Currently, 104 nuclear power-plant reactors are working in the United States, and all of them have operating environments that are extremely challenging. Of those 104 plants, 35 are classified as boiling and 69 as pressurized water reactors.
While the design details vary from plant to plant, each nuclear facility has thousands of valve actuators used in various processes and applications. The newest-generation nuclear plant has more than 13,000 valves.
It’s clear, then, that valve actuators play vital roles in maintaining process safety, efficiency and productivity in a wide range of situations.
This article contains a brief description of some of the special circumstances encountered in challenging nuclear environments and the different styles of actuators used to meet demanding operational and safety requirements.
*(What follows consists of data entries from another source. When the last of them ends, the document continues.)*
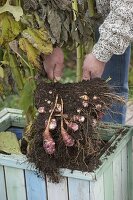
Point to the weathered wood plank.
(36, 188)
(57, 191)
(130, 170)
(21, 163)
(97, 189)
(124, 174)
(108, 183)
(15, 184)
(2, 184)
(106, 160)
(117, 178)
(5, 122)
(78, 189)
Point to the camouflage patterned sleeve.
(116, 33)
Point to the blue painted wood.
(97, 189)
(57, 191)
(108, 183)
(36, 187)
(117, 177)
(15, 184)
(2, 184)
(124, 174)
(78, 189)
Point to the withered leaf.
(55, 24)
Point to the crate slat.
(108, 184)
(124, 174)
(15, 184)
(97, 189)
(78, 189)
(117, 177)
(36, 188)
(130, 170)
(57, 191)
(2, 184)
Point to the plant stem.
(91, 8)
(79, 63)
(78, 46)
(15, 71)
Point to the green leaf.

STRICT GUIDELINES AND REQUIREMENTS
All equipment used in nuclear plants built in the United States is certified under stringent guidelines mandated by the Nuclear Regulatory Commission (NRC). Verification of reactors or equipment to standards from other countries is not acceptable for the 104 working reactors in the U.S.
To understand basic requirements the nuclear power industry faces in this nation, a review of the similarities and differences between nuclear power and fossil power is helpful.
In a fossil power plant, coal might be crushed and mixed with air to boil water, which produces steam to drive a turbine. With nuclear reactions, the process is different, but the operational objective is essentially the same—to heat water to produce steam to drive a turbine. With a coal steam generator, the activity of burning the pulverized coal and producing steam is contained within what is termed the “boiler island.” Because of the strong similarity to what happens in the coal plant, many engineers and technicians in a nuclear plant refer to the area where steam generation occurs as the “nuclear island.”
Within the nuclear reactor, equipment must meet rigorous standards. Since radiation is very high, the standards require all equipment materials used in this phase of the process to withstand high levels of radiation for the life of the plant. Therefore, materials such as iron or steel are required rather than aluminum. Also, temperatures in this portion of the plant are elevated, which will affect seal materials. The combination of severe environmental conditions determines the various coatings and paints allowed for use in this area, which is known as “inside containment.”
To be suitable for service in a nuclear reactor, an actuator must go through specific testing by outside testing agencies. The test reports produced must then be reviewed not only by the actuator suppliers, but by consulting engineers and the utilities themselves. Many documents also are reviewed by the NRC.
The tests for actuators used “inside containment” apply to all styles. The plants use electric motor operators as well as pneumatic cylinder actuators and hydraulic cylinder actuators. All of these actuators must be tested to ensure they can withstand the environment for their expected lives. Also, in addition to environmental concerns, the actuators must be able to operate during extreme accident conditions such as an earthquake.